Advertência
Este artigo nasceu das intervenções que fizemos no curso de uma troca de mensagens entre membros d’O pensador selvagem. Agradecemos a Rafael Reinehr, Camila S. e Rodrigo Cássio, cujas participações possibilitaram que este texto viesse à luz. Em um momento em que as discussões sobre o Acordo Comercial Anticontrafação desintensifica-se na internet e, especialmente, na blogosfera, acreditamos que o período eleitoral que atualmente transcorre no Brasil – com sorte – poderia servir à compreensão da extensão formal dos propósitos do ACTA, bem como de suas limitações diante do ordenamento jurídico brasileiro, especialmente naquilo que o ACTA toca mais sensivelmente para poder funcionar: os direitos e garantias fundamentais.

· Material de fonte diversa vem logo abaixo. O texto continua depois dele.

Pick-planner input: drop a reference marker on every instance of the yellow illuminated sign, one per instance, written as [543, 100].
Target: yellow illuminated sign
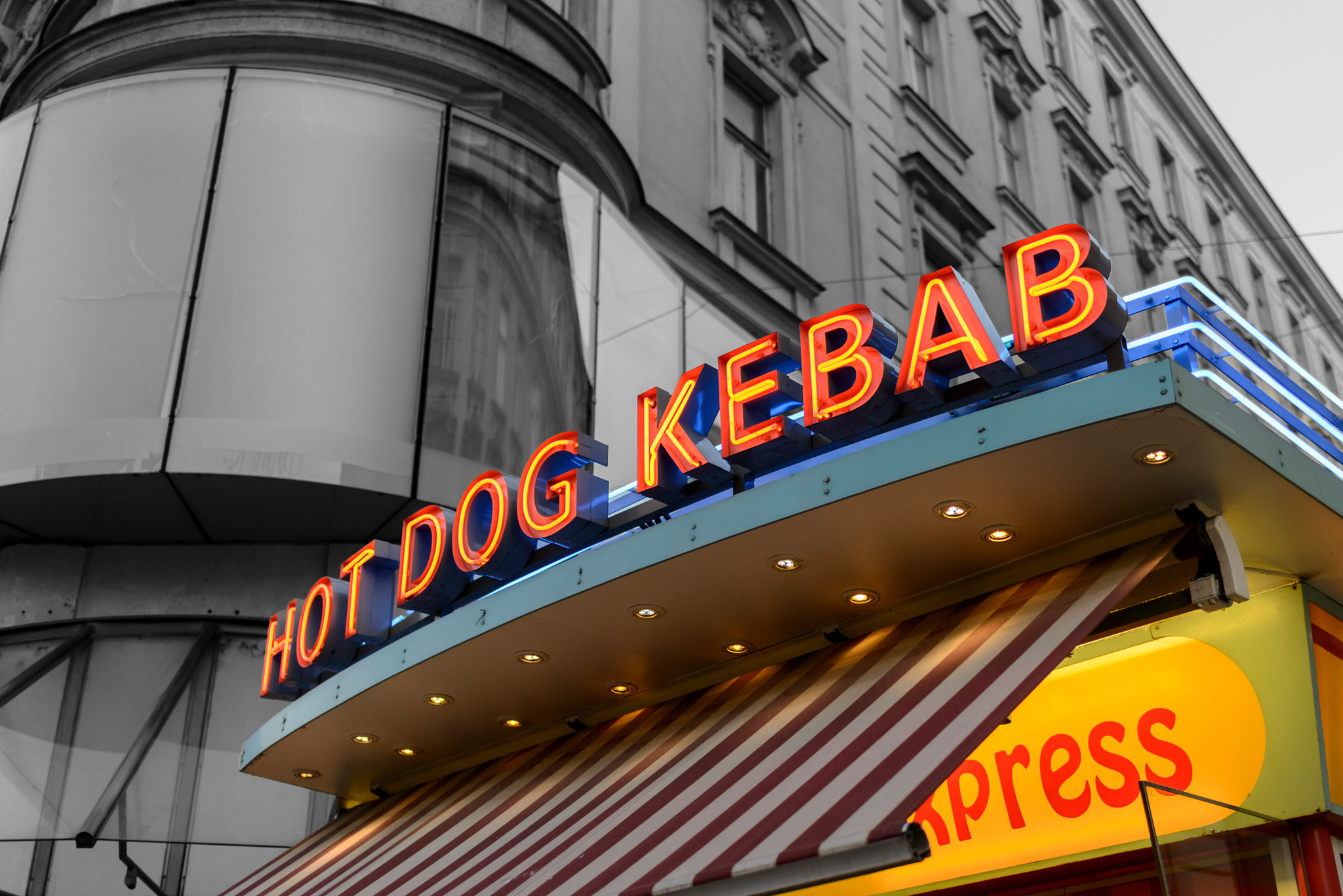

No quadro do esvaziamento político das eleições brasileiras, atualmente em curso, e da repentina precedência que os direitos fundamentais do candidato do PSDB, e de pessoas próximas a ele, parecem ter ganhado na mídia impressa e televisionada – a ponto de Mônica Valdwogel, em recente entrevista, esquecer-se de que a presunção de inocência da acusada, candidata do PT, é, igualmente, direito humano fundamental, e afirmar resolutamente que “se há uma investigação, então não se pode dizer que é inocente” -, talvez fosse o caso de questionarmos os candidatos e seus partidos sobre sua concreta visão acerca dos direitos humanos, especialmente de um ponto de vista interno. As respostas, assim como a proposição um tanto cambaia da “jornalista” do programa Entre Aspas, da Globo News, poderia lançar luzes sobre a sobrevivência do legado autoritário brasileiro no interior de instituições formalmente democráticas de nosso país. Justamente em razão disso, a relação dos brasileiros com os Direitos Humanos é intensamente contraditória e paradoxal, e, se assim for, deveremos preocupar-nos cada vez mais com propostas como o ACTA, e exigir dos eleitos – sejam eles quem forem, e sejam quais forem os cargos que ocupem - a indeclinável posição de defesa política e institucional dos direitos humanos inscritos em nossa Constituição e assegurados pelo Direito Internacional dos Direitos Humanos.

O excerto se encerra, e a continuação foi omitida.